Potrebbe essere Palermo (anche se camuffata, a tratti fuorviante) il teatro della contaminazione evocato nelle pagine di “Domanda di prestito” (1976) da Angelo Fiore: una città che va in pezzi, che inevitabilmente si sbriciola anche per via di un’epidemia preannunciata da odori guasti di decomposizione che investono le strade, emergendo da un sottosuolo marcescente: “Forse in ogni via c’era un cadavere imputridito”.

E a Palermo assomiglia troppo la città quasi disegnata a matita da Fulvio Abbate nel suo “La peste bis” (1997), che lentamente svanisce, soffocata dal morbo, tallonata dal contagio. Nei giorni della peste, che Abbate racconta tra Boccaccio (non a caso il protagonista, Marcello Aragona, è un inventore di barzellette, incaricato da due belle fanciulle misteriose di scrivere una storiella arguta che salvi la città dallo smarrimento della memoria collettiva provocato dall’epidemia) e Camus (quel Camus che nel suo romanzo fa riferimento a una “città felice”. “Dice proprio così – scrive Abbate – città felice, Camus. Come se l’avesse fatto apposta. Chissà che pensieri doveva suggerire Palermo a Camus”). Insomma, Palermo in questo romanzo tragico e picaresco insieme diventa “un luogo tracciato appena, soltanto una stenografia di città”; “una città bigia”, che dalla luminosa primavera di “Zero maggio a Palermo” piomba in un crepuscolo autunnale.
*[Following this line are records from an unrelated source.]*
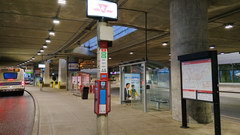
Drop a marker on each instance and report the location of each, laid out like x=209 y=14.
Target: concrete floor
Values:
x=16 y=115
x=61 y=113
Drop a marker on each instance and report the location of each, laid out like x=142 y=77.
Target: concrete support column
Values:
x=71 y=59
x=62 y=72
x=188 y=28
x=102 y=120
x=46 y=75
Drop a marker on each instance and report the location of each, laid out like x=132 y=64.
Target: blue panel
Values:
x=102 y=96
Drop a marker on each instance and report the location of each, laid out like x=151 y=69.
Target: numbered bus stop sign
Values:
x=199 y=82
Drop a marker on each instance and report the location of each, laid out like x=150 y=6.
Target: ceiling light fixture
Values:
x=51 y=33
x=56 y=21
x=212 y=47
x=42 y=50
x=62 y=2
x=164 y=44
x=48 y=40
x=45 y=46
x=228 y=26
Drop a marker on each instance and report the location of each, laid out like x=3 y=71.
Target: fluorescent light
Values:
x=62 y=2
x=51 y=33
x=228 y=26
x=48 y=41
x=41 y=50
x=56 y=21
x=212 y=47
x=45 y=46
x=164 y=44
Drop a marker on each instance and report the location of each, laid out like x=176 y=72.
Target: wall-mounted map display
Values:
x=197 y=80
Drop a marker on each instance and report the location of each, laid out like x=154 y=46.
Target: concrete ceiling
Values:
x=24 y=27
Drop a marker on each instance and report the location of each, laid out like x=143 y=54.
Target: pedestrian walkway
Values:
x=62 y=113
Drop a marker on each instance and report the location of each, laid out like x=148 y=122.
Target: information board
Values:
x=197 y=80
x=99 y=9
x=103 y=61
x=73 y=66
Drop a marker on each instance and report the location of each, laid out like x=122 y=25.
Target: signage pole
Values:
x=102 y=119
x=216 y=102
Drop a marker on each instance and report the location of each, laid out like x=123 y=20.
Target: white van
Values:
x=12 y=80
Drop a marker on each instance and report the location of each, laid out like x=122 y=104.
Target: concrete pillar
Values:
x=46 y=75
x=62 y=72
x=188 y=28
x=102 y=120
x=71 y=59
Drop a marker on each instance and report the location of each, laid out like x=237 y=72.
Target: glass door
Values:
x=157 y=89
x=133 y=85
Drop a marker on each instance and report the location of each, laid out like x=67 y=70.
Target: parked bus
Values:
x=12 y=81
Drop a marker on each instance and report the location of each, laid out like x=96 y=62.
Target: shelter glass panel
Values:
x=157 y=89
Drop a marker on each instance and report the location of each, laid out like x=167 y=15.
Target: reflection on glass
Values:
x=158 y=89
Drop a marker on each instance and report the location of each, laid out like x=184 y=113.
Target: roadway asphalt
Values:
x=16 y=115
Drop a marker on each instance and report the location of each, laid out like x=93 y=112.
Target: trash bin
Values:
x=85 y=92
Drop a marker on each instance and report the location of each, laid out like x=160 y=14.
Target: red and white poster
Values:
x=197 y=80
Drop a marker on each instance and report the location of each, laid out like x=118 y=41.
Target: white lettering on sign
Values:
x=102 y=8
x=197 y=80
x=102 y=109
x=103 y=61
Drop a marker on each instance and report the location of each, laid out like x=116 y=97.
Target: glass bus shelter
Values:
x=145 y=85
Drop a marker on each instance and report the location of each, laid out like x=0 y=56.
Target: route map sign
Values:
x=98 y=9
x=197 y=80
x=103 y=61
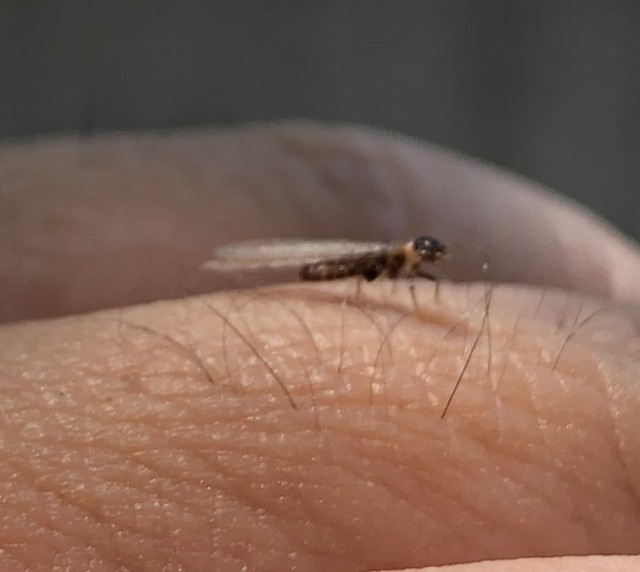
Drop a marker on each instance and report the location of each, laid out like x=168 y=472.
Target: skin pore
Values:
x=162 y=434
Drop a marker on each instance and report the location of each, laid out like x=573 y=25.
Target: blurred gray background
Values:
x=548 y=88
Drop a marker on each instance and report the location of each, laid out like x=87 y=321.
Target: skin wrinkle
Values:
x=467 y=401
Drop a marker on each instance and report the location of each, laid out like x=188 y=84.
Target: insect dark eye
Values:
x=428 y=247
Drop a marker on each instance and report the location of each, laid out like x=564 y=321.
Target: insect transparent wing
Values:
x=285 y=253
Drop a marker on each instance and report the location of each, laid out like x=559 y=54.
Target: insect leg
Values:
x=419 y=273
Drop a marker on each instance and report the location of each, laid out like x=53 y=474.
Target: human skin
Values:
x=289 y=425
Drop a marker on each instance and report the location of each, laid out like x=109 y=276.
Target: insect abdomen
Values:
x=324 y=271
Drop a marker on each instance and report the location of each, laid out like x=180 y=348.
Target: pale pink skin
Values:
x=155 y=436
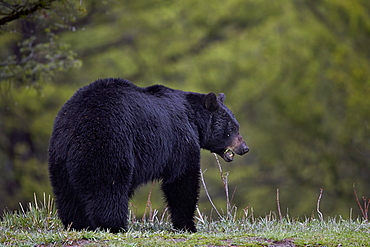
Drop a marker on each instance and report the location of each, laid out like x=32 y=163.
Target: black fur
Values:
x=113 y=136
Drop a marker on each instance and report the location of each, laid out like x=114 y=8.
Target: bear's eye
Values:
x=231 y=130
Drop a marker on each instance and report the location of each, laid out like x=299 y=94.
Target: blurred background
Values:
x=296 y=74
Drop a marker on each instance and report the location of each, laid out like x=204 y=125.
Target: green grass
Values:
x=40 y=226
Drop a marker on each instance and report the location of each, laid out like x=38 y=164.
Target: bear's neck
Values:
x=200 y=116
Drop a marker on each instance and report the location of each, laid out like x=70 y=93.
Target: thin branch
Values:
x=358 y=202
x=318 y=205
x=224 y=178
x=209 y=197
x=21 y=12
x=278 y=204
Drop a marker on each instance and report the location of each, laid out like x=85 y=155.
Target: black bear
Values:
x=113 y=136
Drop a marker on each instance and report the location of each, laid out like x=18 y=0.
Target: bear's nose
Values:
x=245 y=149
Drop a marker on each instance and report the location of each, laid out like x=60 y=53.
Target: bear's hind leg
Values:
x=108 y=209
x=182 y=197
x=70 y=209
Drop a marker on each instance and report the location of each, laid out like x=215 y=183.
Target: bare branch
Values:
x=25 y=10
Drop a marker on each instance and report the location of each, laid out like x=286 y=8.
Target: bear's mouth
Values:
x=228 y=155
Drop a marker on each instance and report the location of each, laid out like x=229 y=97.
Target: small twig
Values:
x=224 y=178
x=318 y=205
x=278 y=204
x=366 y=206
x=148 y=205
x=209 y=197
x=358 y=202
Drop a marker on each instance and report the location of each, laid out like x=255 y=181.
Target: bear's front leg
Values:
x=182 y=197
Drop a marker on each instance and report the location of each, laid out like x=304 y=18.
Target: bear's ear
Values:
x=210 y=102
x=221 y=97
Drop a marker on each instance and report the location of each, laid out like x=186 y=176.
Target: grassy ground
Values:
x=39 y=226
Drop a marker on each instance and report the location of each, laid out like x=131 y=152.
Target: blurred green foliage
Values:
x=296 y=74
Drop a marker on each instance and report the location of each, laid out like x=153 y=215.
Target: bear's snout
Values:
x=239 y=146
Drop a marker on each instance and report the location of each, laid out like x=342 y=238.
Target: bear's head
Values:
x=222 y=136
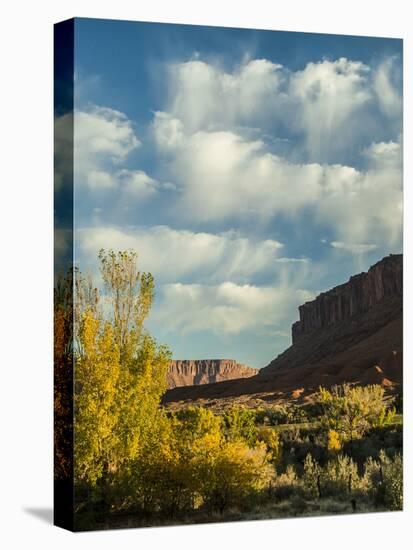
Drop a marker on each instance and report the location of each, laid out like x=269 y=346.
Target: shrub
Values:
x=383 y=479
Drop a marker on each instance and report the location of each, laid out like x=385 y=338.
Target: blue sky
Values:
x=249 y=169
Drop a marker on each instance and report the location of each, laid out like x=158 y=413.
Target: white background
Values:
x=26 y=273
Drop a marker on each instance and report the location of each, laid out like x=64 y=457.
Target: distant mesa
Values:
x=189 y=372
x=351 y=333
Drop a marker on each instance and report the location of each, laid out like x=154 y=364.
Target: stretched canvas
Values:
x=228 y=274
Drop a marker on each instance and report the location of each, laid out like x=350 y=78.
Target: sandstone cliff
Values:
x=352 y=333
x=205 y=371
x=358 y=295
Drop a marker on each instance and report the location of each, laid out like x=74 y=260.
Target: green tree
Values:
x=120 y=372
x=352 y=410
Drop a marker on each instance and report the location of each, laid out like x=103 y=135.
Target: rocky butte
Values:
x=351 y=333
x=205 y=371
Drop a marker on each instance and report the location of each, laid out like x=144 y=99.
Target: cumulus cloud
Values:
x=203 y=95
x=222 y=175
x=330 y=96
x=102 y=135
x=174 y=255
x=388 y=96
x=227 y=308
x=99 y=142
x=324 y=105
x=356 y=248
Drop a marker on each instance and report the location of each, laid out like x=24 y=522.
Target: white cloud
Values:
x=203 y=95
x=137 y=183
x=330 y=96
x=227 y=308
x=355 y=248
x=172 y=255
x=98 y=142
x=102 y=134
x=388 y=97
x=168 y=130
x=324 y=105
x=221 y=176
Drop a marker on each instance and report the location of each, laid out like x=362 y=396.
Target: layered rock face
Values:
x=358 y=295
x=205 y=371
x=352 y=333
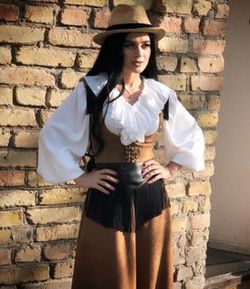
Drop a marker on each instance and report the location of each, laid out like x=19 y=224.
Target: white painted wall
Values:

Per poi trasformarsi, nel 2015, in una città di macerie e rottami in “Anna” di Nicolò Ammanniti (che però siciliano non è), un vero e proprio spazio post-apocalittico attraversato da un virus sconosciuto e letale che ha già fatto fuori gli adulti e continua a uccidere gli esseri umani ai primi inequivocabili segni di pubertà. Ovunque cartelli crivellati di colpi, alcuni quartieri sembrano addirittura bombardati: “Nessuno sembrava essersi salvato”. Il lungomare assomiglia a una tendopoli, il porto è stato consumato da un incendio “così vorace che aveva deformato pure il ferro delle cancellate”.